Te das una ducha y te tomas un café rápido en la pequeña cocina de tu habitación. Nota mental: comprar filtros y café.
Mochila, teléfono, auriculares y gafas de sol. Hace un día estupendo en Barcelona, así que decides coger la bicicleta que tienes aparcada en el aparcamiento de bicicletas de la residencia... ¡Vamos! Te diriges al comedor para desayunar y te lanzas al bufé de la residencia: otro café (esta vez descafeinado para no ponerte demasiado nervioso), tostadas, zumo y algo de fruta. Saludas a varios amigos que te preguntan si vas a ir a clase de alemán hoy y te recuerdan que el lunes hay una reunión del grupo «Minority Awareness». ¿A qué hora era? Miras el tablón de anuncios y le comentas al encargado de mantenimiento que tu grifo gotea un poco. Bromeas con él sobre el último partido del Barça. ¡La liga está que arde!
Caminando, llegas a la Facultad de Derecho desde la residencia universitaria en menos de dos canciones de Spotify. Clases, simposio, trabajar en el trabajo de Derecho Penal que hay que entregar a finales de mes, la cafetería, ¿salimos este fin de semana?, llamar a mamá, comprar el filtro y el café...

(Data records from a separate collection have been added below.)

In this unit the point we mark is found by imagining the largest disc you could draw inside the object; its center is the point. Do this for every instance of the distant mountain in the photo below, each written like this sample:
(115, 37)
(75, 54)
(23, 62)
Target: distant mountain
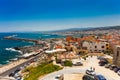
(90, 29)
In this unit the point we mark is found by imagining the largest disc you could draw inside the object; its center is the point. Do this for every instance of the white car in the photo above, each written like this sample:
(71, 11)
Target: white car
(90, 72)
(118, 72)
(59, 77)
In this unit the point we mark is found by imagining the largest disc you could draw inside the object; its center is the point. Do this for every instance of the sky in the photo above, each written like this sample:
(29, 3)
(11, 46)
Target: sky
(45, 15)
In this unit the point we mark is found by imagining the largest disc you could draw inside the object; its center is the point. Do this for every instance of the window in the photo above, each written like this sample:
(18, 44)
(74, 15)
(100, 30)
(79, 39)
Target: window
(102, 47)
(117, 53)
(95, 46)
(106, 44)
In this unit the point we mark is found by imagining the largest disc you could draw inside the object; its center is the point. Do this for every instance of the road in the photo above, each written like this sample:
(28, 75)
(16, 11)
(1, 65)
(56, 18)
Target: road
(90, 62)
(6, 73)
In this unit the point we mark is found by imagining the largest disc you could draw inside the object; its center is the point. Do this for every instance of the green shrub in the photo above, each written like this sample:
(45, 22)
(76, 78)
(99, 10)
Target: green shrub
(68, 63)
(36, 72)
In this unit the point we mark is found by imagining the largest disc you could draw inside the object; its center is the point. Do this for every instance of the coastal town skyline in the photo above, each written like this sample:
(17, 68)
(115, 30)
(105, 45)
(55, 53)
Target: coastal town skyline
(57, 15)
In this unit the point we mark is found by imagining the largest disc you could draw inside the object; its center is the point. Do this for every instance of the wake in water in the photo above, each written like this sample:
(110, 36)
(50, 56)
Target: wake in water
(12, 49)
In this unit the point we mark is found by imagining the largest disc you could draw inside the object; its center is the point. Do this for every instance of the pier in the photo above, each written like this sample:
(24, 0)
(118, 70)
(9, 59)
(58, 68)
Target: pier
(23, 39)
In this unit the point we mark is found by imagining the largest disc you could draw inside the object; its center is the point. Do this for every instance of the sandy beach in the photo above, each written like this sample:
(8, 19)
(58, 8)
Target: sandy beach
(11, 65)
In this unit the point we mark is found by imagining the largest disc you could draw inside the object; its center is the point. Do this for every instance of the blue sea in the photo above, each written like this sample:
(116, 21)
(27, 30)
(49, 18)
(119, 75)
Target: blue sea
(7, 55)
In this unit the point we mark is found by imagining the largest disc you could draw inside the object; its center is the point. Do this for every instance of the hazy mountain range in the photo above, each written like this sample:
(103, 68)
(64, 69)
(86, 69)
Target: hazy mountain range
(89, 29)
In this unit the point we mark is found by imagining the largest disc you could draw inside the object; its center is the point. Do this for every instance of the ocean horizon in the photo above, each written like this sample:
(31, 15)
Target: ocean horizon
(7, 53)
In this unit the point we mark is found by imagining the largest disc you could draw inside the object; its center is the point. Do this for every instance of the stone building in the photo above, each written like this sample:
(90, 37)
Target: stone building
(116, 56)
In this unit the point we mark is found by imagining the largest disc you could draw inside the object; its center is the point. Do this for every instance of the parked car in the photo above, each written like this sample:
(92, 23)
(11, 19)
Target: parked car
(118, 72)
(78, 64)
(116, 69)
(99, 77)
(100, 57)
(59, 77)
(90, 72)
(88, 77)
(11, 74)
(112, 67)
(107, 65)
(103, 62)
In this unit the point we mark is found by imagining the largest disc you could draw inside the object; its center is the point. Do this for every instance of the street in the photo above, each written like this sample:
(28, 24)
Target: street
(90, 62)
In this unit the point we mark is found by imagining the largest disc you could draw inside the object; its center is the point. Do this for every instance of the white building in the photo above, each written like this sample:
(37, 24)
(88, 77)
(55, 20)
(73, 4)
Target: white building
(100, 46)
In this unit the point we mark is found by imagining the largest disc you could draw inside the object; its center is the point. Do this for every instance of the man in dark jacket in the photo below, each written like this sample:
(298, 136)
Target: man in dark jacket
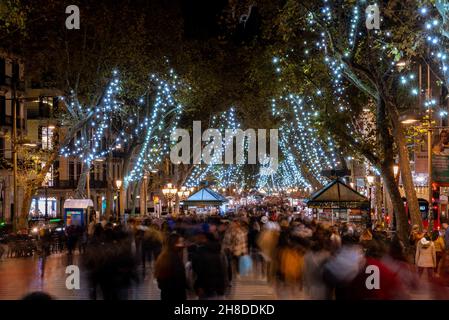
(209, 266)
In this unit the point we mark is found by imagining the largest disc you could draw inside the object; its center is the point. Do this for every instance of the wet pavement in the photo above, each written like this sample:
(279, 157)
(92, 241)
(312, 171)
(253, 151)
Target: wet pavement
(20, 276)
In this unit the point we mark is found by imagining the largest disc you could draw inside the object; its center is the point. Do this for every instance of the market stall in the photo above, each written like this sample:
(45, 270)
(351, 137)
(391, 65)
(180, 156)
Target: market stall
(339, 202)
(206, 200)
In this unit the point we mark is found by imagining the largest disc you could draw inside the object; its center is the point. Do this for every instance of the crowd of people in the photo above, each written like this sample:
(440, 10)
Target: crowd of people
(198, 257)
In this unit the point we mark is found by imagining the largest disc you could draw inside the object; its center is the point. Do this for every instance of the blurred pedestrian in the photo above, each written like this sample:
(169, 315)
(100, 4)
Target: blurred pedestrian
(438, 240)
(425, 258)
(170, 271)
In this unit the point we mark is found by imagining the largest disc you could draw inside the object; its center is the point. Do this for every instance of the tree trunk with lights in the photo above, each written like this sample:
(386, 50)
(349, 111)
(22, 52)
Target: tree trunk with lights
(404, 165)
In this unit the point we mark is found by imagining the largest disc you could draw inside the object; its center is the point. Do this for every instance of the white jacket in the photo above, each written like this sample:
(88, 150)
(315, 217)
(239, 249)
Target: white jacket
(425, 254)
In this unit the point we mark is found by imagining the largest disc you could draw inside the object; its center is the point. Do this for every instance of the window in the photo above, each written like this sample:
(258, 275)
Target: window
(2, 147)
(72, 172)
(2, 71)
(47, 137)
(48, 181)
(15, 72)
(2, 110)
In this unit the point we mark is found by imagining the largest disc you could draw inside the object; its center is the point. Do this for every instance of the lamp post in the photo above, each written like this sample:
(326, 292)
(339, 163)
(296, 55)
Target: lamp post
(145, 189)
(370, 180)
(118, 184)
(169, 193)
(183, 194)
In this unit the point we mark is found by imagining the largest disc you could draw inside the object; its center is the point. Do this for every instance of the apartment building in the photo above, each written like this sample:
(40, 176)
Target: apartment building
(12, 87)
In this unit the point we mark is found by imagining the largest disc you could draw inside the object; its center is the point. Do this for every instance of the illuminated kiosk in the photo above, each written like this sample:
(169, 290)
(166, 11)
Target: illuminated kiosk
(76, 211)
(206, 200)
(340, 202)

Vuelves a la residencia después de las 5 de la tarde. Subes a tu habitación y... ¡vaya, está ordenada y limpia... la dejaste hecha un desastre, lo siento! Tu compañero de habitación no ha tenido un buen día: ha recibido los resultados del examen de «Anatomía Patológica» y no le ha ido bien... Habla, él te explica, tú le explicas, este chico, esa chica... Y piensas que no sabes qué habrías hecho sin él en tu primer año en la universidad en Barcelona. Has tomado una buena decisión al elegir una habitación doble.
Ninguno de los dos dudó en apuntarse a las numerosas actividades que ofrece la residencia: probasteis el yoga, el intercambio de idiomas y los torneos de fútbol con otras residencias... pero al final, los martes asistís a clases de alemán y los viernes vais al grupo medioambiental. A él le interesa más poner en marcha su idea de negocio con algunos compañeros de la facultad: ¡se pasan todo el fin de semana en el espacio de coworking! Te encanta su espíritu emprendedor. Y la habitación es increíble, se respira un ambiente empresarial y de Silicon Valley en cada rincón, seguro que de ahí saldrán grandes cosas.
Te tomas un café con la chica de la habitación 209 en la terraza de la residencia. Reúnes fuerzas, te cambias de ropa y te diriges al gimnasio. ¡Siempre hay alguien allí! Haces un poco de cardio y bicicleta estática mientras ves el episodio que te quedaste a medias.
Una ducha rápida y es hora de lavar la ropa. Allí te invitan a un plan para el fin de semana: playa, cervezas, tapas, todo a un paso en metro. ¡Siempre hay alguien en la lavandería! Y todo está muy cerca de la residencia.
Otra ducha rápida y bajas a cenar: sopa y pescado al horno. Y de postre, dos manzanas... ¡si tu madre te viera! Te despides del grupo: algunos se quedan estudiando un rato en la sala de estudio, otros ven una película en la sala de cine. Tú prefieres subir a tu habitación a estudiar y escuchar música. Desde la terraza de tu habitación se ve Barcelona y los aviones en el horizonte a punto de aterrizar.
Te acuestas pensando que, efectivamente, has tomado la decisión correcta al mudarte a Barcelona y a esta residencia. ¡Tu primer año en la universidad en Barcelona está pasando volando!